Souza Cruz S.A., doing business as BAT Brasil, is a Brazilian tobacco manufacturing company based in Rio de Janeiro. Souza Cruz is a subsidiary of British American Tobacco. The company was founded in 1903 by the Portuguese immigrant Albino Souza Cruz, who in 1914 converted the company into a corporation and transferred the controlling interest to British American Tobacco.

Souza Cruz is currently the leader in the domestic market for cigarettes, with a 62.1% share of the Brazilian market, and is among the top ten tax payers in the country.

==Overview==
It operates throughout the product cycle, from production and processing of tobacco through manufacturing and distribution of cigarettes. Souza Cruz employs nearly nine thousand people at tobacco harvest time. The company markets more than 78 billion units of cigarettes a year through 260 thousand retail stores.
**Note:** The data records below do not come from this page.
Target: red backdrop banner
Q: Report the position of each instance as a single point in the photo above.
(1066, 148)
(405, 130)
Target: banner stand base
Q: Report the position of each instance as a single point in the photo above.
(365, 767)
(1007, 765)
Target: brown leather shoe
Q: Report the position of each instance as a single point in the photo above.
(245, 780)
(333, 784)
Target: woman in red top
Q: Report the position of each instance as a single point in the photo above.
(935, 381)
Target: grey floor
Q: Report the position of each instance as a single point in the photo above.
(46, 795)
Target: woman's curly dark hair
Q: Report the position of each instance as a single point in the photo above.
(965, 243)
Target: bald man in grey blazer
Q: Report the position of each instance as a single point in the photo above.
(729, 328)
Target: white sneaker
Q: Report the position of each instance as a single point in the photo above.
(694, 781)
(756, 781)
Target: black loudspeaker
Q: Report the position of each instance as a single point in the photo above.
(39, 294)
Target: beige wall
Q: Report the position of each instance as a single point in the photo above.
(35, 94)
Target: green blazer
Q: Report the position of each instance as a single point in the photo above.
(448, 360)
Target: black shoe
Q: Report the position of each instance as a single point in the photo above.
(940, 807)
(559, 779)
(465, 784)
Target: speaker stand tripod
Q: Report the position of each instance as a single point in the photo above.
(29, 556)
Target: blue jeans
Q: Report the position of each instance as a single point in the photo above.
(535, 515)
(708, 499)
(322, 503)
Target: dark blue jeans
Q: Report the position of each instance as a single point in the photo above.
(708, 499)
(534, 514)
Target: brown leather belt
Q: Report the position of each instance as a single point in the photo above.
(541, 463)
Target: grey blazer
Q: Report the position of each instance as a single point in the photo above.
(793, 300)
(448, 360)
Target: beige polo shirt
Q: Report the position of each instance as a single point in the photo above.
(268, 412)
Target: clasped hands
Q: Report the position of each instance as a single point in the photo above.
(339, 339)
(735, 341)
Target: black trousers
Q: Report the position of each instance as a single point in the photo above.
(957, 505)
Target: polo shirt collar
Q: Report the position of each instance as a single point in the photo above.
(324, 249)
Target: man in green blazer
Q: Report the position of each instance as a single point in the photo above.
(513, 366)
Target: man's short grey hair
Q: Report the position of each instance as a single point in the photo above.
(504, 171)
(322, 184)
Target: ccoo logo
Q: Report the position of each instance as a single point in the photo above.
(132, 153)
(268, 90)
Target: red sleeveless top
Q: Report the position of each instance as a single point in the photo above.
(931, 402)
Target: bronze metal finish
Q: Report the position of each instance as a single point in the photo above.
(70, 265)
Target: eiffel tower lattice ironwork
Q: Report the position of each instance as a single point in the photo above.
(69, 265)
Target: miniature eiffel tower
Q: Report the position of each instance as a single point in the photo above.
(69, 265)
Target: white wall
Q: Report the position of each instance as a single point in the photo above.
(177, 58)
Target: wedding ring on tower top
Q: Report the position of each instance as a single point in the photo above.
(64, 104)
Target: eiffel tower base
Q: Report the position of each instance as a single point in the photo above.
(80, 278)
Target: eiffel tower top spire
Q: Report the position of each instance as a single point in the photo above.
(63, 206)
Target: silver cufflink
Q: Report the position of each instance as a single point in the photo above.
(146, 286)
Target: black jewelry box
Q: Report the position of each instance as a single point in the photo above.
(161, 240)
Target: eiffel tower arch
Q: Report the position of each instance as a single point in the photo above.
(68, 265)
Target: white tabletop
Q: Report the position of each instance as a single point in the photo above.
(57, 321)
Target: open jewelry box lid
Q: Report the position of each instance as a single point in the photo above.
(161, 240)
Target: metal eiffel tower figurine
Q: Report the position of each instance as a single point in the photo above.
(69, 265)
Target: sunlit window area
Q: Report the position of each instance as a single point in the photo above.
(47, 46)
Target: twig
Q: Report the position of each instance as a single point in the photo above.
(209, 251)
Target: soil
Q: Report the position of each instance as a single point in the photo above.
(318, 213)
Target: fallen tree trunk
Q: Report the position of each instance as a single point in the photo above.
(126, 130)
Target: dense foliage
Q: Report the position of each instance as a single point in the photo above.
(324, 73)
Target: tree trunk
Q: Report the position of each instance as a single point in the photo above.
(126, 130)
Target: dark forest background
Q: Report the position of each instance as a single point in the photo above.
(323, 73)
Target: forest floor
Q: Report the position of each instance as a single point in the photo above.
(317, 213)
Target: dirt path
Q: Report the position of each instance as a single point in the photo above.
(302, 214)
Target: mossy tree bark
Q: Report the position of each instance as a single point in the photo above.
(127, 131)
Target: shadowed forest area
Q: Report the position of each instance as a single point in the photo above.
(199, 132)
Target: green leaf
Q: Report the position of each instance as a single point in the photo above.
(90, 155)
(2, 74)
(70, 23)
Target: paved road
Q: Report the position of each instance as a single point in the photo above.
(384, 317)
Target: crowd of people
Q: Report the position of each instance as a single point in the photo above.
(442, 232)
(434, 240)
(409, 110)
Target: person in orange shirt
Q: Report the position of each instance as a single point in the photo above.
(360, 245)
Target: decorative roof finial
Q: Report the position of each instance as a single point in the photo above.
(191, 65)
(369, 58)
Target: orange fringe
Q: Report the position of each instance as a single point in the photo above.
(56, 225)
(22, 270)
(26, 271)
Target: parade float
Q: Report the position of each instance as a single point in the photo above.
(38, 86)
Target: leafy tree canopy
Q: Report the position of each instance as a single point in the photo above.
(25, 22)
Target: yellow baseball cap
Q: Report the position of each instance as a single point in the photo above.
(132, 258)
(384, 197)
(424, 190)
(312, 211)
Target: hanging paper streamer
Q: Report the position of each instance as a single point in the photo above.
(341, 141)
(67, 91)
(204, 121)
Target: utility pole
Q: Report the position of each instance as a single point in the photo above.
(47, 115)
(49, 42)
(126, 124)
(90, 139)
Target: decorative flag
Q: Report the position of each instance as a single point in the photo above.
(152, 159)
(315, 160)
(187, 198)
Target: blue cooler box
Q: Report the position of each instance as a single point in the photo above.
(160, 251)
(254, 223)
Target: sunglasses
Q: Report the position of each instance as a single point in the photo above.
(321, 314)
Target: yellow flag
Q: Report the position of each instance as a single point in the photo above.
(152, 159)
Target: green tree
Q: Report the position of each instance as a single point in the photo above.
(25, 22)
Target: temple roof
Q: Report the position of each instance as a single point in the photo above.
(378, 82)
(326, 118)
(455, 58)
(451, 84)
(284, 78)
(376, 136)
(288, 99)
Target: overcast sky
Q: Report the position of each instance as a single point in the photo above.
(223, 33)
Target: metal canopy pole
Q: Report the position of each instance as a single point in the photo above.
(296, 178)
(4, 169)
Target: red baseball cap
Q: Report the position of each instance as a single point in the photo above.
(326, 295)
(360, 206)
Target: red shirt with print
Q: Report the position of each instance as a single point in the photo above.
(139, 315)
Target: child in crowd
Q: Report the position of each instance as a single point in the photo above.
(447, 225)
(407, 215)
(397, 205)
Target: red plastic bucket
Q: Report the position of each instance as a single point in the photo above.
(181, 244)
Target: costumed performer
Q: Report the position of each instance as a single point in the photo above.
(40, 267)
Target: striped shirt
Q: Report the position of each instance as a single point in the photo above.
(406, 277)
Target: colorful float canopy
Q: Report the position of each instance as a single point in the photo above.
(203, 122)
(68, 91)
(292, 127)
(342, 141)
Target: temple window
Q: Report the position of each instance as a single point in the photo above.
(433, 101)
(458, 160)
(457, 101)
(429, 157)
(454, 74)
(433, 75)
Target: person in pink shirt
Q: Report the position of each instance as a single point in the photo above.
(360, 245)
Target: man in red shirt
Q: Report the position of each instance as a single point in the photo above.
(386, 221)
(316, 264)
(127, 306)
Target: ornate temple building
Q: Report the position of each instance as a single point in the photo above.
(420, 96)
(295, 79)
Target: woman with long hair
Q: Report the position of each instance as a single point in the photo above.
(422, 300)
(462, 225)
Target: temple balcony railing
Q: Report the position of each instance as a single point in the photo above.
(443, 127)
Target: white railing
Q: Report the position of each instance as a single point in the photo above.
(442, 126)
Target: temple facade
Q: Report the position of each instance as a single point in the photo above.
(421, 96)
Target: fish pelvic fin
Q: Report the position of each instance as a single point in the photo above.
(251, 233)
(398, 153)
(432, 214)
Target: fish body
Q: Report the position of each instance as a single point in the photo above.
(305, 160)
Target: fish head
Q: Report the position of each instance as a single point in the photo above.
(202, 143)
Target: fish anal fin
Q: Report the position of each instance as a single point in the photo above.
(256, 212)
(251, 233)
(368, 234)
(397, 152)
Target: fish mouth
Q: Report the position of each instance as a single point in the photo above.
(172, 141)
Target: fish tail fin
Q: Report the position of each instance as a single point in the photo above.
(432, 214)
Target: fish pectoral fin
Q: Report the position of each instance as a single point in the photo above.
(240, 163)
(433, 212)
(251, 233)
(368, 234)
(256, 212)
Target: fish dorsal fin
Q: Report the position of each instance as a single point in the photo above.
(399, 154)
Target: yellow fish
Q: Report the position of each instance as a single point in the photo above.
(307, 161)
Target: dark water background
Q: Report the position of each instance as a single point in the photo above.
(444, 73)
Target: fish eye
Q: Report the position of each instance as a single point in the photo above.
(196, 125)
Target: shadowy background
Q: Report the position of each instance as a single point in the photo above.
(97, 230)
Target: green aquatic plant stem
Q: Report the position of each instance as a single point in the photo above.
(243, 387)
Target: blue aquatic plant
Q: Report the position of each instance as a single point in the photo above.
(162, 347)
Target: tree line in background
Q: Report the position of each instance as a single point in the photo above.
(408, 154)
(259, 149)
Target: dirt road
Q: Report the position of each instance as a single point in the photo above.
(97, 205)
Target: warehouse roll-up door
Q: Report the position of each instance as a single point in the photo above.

In the production of tobacco, about 40 thousand integrated producers receive technical assistance from the company. In addition to processing tobacco for its own products for the domestic market, the integrated production system of Souza Cruz produces more than 127 tons of tobacco for export to more than 50 countries on 5 continents.

The company is based in Rio de Janeiro and has two cigarette factories: one in Uberlândia, Minas Gerais, and another in Cachoeirinha, Rio Grande do Sul, which is also the site of the company's center for research and development. It also has five central integrated distribution centers, in São Paulo, Rio de Janeiro, Belo Horizonte, Porto Alegre and Recife, responsible for coordinating distribution to the retailer. The company also has processing plants in the main tobacco regions, in Santa Cruz do Sul, Blumenau, Rio Negro and Patos, in the states of Rio Grande do Sul, Santa Catarina, Paraná and Paraíba, respectively.

==Joint ventures==
Souza Cruz has two joint ventures: Brascuba and Agrega.

Brascuba is an equally owned joint venture with the Cuban government that has existed since 1995, dedicated to the production and export of cigarettes. The Cuban government considers the company one of the five biggest successes of the joint enterprise in the country.

Agrega is a joint venture between AmBev and Souza Cruz, with a focus on strategic thinking and process improvement, optimizing costs and identifying market opportunities. It began operations in January 2002 with the aim of reducing costs through scale and materials management services and utilizing synergies between the two companies.